Write code to approximate $V_d$ for $d = 50$, and $N = 10^6$ using a Monte Carlo method with a relative error of at most $1\%$.

Hint: The suggested approach for the previous part will fail miserably because of the curse of dimensionality. It’s worth trying to see this for yourself. I suggest using importance sampling along with an appropriately chosen distribution which the standard library can already sample from.

Turn in a screenshot of the relevant portion of your code, and the output.

Question 3

Let $\pi$ be a probability distribution on a finite state space $\mathcal X$ such that $\pi(x) > 0$ for all $x \in \mathcal X$. Let $Q$ be an irreducible transition matrix on $\mathcal X$, and let $(X_n)$ be the Metropolis–Hastings chain with proposal mechanism $Q$ and stationary distribution $\pi$. True or false: The Markov chain $(X_n)$ is irreducible. Prove it, or find a counter example.
In the previous part, suppose $Q$ was also symmetric, and $\pi$ is not the uniform distribution. True or false: The Markov chain $(X_n)$ is aperiodic. Prove it, or find a counter example.
Consider the Metropolis–Hastings chain for the Ising model described here. Is it irreducible and aperiodic? Prove or disprove.

Question 4

Consider the Ising model with temperature $\beta$ on a connected graph $\Lambda = (V, E)$. The Glauber dynamics is the following Markov chain on the space of all spin configurations $\mathcal X$, which we recall is the set of all functions $\sigma \colon \Lambda \to \set{\pm 1}$. Given $X_n = \sigma \in \mathcal X$, we choose a vertex $v \in \Lambda$ uniformly at random. Define the new spin configuration $\sigma_v \colon \Lambda \to \set{\pm 1}$ by $\sigma_v(w) = \sigma(w)$ if $w \neq v$, and $\sigma_v(v) = -\sigma(v)$. Now we define $X_{n+1}$ by \begin{equation} X_{n+1} = \begin{cases} \sigma_v & \displaystyle \quad \text{with probability } \frac{\pi(\sigma_v)}{\pi(\sigma) + \pi(\sigma_v)} \\ \sigma & \displaystyle \quad \text{with probability } \frac{\pi(\sigma)}{\pi(\sigma) + \pi(\sigma_v)} \end{cases} \end{equation}

What is the stationary distribution of $(X_n)$? Prove it.
Is $(X_n)$ irreducible and aperiodic?
Define $S(\sigma, v) = \sigma(v) \sum_{w \in \mathcal N(v)} \sigma(w)$. Compute $P(\sigma, \sigma_v)$ in terms of $S(\sigma, v)$.

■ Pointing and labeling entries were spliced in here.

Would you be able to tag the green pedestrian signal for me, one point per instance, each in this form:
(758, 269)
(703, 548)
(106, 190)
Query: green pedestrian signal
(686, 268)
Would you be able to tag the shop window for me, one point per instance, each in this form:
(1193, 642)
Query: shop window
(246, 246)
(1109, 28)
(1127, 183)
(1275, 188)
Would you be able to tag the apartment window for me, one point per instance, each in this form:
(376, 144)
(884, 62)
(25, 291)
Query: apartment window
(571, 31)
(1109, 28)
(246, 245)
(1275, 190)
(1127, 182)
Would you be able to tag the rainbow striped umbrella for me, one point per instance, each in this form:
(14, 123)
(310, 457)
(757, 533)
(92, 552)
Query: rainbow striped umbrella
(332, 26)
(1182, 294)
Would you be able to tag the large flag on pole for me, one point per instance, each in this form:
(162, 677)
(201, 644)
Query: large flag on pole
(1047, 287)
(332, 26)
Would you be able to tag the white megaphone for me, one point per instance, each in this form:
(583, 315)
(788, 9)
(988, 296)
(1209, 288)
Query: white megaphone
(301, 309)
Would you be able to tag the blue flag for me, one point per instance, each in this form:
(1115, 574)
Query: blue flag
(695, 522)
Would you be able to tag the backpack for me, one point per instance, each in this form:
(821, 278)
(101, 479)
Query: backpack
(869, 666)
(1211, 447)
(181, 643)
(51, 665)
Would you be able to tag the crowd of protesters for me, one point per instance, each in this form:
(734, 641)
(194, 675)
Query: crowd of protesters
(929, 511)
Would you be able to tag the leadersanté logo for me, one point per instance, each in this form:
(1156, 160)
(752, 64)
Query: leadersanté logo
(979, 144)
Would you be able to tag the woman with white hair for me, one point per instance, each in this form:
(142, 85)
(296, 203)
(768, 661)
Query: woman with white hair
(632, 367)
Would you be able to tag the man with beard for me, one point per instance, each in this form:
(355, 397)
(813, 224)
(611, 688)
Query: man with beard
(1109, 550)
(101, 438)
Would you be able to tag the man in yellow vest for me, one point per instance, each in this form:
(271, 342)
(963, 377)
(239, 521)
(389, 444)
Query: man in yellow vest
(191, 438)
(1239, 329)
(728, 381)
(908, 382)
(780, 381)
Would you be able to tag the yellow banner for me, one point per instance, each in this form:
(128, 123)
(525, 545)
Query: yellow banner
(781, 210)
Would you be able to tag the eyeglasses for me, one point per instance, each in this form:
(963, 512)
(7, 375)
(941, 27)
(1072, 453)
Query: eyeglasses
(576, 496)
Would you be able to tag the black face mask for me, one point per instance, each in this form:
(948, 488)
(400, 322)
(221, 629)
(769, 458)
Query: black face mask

Note: This is useful in practice because $\pi(\sigma) / (\pi(\sigma) + \pi(\sigma_v))$ costs $O(\abs{\Lambda})$ to compute. Moreover, it could have a disastrous floating point error leading to bad results. The formula you compute here is $O(\deg(\Lambda))$ to compute, and avoids floating point errors. It can be shown that the Glauber dynamics described here provides a Markov chain with faster convergence to the stationary distribution than the Metropolis–Hastings chain.